In some cases, it may also refer to how much pain a person can endure before passing out. However, some people afflicted with arthritis claim that pain tolerance may also refer to the body and mind's ability to incorporate or endure pain on a daily basis and, thereby negating pain as a hindrance. It is very interesting that pain tolerance can be actually developed by training the mind and the body to “ignore” pain. However, the use of the term “ignore” might be a misnomer in this case. Patients who refuse to take arthritis pain relief medications attest that those who have pain tolerance don't so much as ignore pain as they do simply “live with it.
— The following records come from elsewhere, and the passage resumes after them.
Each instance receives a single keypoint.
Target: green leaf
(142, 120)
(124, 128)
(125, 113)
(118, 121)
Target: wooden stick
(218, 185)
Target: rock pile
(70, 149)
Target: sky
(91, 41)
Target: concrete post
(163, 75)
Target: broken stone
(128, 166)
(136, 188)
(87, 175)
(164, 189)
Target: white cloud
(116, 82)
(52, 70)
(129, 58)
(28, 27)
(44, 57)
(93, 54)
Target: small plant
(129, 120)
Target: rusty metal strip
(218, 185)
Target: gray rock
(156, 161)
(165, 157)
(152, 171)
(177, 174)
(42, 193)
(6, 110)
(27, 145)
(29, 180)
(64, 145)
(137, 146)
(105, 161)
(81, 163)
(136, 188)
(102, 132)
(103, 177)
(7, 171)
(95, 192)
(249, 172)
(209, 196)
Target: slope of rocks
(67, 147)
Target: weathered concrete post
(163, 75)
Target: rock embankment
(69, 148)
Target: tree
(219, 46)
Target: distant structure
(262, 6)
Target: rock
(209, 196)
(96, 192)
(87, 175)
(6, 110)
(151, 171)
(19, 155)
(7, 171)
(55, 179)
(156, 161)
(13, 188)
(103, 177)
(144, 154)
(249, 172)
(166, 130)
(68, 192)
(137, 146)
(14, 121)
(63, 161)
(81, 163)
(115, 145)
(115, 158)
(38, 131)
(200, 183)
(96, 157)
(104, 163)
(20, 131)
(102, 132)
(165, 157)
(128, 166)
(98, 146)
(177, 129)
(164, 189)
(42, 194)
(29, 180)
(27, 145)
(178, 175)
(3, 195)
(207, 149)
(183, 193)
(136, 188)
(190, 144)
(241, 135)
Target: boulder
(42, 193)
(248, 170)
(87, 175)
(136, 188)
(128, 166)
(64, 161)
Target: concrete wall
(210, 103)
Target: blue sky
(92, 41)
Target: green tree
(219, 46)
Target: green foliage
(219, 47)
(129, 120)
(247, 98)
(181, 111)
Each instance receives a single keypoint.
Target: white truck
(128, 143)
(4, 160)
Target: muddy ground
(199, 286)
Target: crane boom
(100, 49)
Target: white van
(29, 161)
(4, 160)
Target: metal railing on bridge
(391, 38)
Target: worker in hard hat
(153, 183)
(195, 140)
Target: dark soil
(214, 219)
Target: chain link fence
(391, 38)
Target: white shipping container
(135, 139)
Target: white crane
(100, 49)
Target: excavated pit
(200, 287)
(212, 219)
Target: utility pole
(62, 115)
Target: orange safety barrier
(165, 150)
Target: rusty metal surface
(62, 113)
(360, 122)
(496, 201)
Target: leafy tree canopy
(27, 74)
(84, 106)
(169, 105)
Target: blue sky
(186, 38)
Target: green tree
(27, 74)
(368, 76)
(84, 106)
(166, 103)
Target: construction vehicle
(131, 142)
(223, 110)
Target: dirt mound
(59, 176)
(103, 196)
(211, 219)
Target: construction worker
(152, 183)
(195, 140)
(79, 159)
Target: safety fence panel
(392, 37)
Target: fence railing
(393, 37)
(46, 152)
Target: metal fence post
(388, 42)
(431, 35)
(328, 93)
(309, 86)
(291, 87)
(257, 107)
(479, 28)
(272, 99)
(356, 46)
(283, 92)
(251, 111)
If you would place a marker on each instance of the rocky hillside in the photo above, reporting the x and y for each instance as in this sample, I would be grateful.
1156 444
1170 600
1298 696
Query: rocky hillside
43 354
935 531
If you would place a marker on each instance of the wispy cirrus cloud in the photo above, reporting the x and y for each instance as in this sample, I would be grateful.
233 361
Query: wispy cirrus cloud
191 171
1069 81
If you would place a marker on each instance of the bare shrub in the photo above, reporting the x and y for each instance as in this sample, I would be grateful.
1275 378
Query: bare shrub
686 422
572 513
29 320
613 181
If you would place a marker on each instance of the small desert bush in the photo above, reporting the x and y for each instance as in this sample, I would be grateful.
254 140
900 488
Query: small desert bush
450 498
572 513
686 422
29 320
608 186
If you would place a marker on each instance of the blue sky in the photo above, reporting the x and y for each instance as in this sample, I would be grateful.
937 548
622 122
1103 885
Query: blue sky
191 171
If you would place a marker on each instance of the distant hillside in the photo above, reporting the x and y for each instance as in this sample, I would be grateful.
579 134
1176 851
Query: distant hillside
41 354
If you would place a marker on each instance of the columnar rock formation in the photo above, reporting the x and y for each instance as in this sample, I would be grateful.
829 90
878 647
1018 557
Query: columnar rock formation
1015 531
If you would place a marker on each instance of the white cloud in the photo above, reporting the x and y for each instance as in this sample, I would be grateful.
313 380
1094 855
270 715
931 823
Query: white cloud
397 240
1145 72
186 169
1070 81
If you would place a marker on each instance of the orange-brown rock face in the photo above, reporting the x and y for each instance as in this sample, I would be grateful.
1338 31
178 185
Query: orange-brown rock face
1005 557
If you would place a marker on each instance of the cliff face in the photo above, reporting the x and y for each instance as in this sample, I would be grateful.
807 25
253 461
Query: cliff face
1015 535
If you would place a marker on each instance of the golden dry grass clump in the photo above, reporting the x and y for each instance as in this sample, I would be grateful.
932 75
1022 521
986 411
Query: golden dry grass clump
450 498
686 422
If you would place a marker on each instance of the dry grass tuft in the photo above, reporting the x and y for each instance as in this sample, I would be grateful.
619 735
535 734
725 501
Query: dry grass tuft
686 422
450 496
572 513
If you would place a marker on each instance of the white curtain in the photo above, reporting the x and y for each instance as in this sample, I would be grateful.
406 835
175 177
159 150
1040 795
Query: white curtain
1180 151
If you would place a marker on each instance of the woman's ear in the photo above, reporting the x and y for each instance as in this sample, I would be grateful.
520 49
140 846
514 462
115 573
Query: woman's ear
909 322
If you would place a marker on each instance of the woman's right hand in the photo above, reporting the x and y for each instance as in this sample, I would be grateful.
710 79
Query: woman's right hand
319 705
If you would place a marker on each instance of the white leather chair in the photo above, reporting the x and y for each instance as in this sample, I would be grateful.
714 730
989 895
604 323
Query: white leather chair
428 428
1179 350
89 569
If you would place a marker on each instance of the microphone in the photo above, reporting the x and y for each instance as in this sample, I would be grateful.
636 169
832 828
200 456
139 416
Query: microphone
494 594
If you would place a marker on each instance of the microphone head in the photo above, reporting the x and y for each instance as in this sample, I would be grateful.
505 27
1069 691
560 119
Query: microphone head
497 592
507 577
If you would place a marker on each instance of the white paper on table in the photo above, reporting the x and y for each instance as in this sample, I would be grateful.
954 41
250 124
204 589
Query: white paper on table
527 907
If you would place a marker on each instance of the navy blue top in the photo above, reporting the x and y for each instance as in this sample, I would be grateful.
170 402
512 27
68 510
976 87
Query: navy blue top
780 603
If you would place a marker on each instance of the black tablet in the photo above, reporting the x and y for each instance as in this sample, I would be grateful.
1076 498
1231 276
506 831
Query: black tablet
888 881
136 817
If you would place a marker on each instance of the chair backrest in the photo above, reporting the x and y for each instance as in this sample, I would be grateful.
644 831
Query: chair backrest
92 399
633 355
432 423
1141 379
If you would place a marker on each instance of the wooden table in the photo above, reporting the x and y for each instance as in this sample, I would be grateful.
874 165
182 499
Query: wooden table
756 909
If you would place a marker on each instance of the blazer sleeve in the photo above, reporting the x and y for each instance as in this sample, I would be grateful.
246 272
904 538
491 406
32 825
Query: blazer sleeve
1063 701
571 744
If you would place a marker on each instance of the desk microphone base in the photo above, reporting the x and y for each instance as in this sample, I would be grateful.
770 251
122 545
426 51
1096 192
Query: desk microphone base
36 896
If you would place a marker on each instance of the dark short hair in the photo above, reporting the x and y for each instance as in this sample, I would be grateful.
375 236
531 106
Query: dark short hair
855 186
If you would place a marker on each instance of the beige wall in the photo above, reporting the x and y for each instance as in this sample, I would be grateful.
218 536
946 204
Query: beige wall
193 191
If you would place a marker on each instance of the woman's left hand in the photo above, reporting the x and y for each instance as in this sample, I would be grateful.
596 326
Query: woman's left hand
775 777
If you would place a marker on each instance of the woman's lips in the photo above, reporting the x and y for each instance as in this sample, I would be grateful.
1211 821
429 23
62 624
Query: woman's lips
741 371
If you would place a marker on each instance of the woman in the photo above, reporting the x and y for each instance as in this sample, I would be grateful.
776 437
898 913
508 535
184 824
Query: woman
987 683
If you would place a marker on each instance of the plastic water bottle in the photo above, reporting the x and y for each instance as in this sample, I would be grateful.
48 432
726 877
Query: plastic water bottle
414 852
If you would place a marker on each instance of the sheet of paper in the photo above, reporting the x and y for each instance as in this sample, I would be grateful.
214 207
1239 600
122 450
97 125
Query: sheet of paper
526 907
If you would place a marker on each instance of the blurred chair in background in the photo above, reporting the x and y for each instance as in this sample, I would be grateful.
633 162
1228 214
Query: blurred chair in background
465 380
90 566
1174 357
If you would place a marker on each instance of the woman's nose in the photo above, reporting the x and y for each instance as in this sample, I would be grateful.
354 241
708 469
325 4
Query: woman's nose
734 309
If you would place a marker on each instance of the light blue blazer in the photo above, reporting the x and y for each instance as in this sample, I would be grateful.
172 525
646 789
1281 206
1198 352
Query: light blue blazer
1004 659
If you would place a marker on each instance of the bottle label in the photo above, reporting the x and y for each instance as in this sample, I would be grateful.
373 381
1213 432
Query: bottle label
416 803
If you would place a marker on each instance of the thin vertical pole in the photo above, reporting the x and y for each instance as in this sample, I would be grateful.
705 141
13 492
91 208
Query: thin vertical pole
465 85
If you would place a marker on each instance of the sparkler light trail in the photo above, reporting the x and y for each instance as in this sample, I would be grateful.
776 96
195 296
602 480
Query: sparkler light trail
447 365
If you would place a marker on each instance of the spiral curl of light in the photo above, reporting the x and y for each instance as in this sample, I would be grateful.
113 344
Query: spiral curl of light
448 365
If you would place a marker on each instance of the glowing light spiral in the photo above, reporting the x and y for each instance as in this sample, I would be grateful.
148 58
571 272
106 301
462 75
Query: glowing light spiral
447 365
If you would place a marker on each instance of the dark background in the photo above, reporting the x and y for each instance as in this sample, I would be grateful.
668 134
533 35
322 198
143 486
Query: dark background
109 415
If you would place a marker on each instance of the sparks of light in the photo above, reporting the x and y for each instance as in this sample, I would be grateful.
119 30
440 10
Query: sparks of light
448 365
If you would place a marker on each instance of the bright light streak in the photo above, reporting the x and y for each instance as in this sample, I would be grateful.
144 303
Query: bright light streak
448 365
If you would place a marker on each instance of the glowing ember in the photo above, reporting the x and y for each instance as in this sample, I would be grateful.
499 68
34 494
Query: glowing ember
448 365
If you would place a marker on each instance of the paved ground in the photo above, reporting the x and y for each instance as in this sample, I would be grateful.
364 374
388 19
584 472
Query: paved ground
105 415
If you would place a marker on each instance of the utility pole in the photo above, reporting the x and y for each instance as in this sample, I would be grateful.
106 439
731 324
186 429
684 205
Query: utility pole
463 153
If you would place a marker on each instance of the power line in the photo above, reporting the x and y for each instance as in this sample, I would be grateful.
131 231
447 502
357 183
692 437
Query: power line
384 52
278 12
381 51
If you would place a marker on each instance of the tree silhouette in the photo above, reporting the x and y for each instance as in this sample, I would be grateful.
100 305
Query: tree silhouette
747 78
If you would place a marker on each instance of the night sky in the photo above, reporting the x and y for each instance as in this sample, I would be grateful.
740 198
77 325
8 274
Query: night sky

” The idea is that people with a high level of pain tolerance have developed a threshold that can be similar to people with alcohol tolerance. Other people can drink a lot without getting drunk. Some people can take pain more frequently and at higher levels compared to most people. Pain tolerance is still the subject of much debate in scientific circles. There are many patients who claim that it is real and that they can actually demonstrate their ability to withstand pain. On the other hand, people who have taken arthritis pain relief medications claim that the said drugs can dull the mind's ability to drown out the sensation of pain. They further claim that the dulling sensation also prevents them from performing other daily tasks. However, despite reported side effects, most prefer to stick to using arthritis pain relief medication. For one thing, most people would rather not have to spend the time needed to grow accustomed to the pain. Another obvious reason is that not everyone can develop a high tolerance for pain.
In some ways, pain tolerance is affected by a person's psychology and outlook. Deciding who needs to take drugs to control arthritis is an important task for a pain control specialist or doctor. Since a person's state of mind determines how much a person can mentally handle before breaking down, a doctor cannot simply decide if medication is needed without a thorough consultation. In addition, there is also the possibility of developing drug dependence due to long-term use of arthritis pain relief. Whether patients can develop pain tolerance when taken off arthritis pain relief treatments is arguable, at best. Not everyone has the same threshold of pain as those who don't take the medication, and others may simply be capable of enduring more pain. The choice to take medication or not is not the only factor to be considered. Other determinants such as physical conditioning, psychological state, and other physiological factors also have an effect on the development of pain tolerance.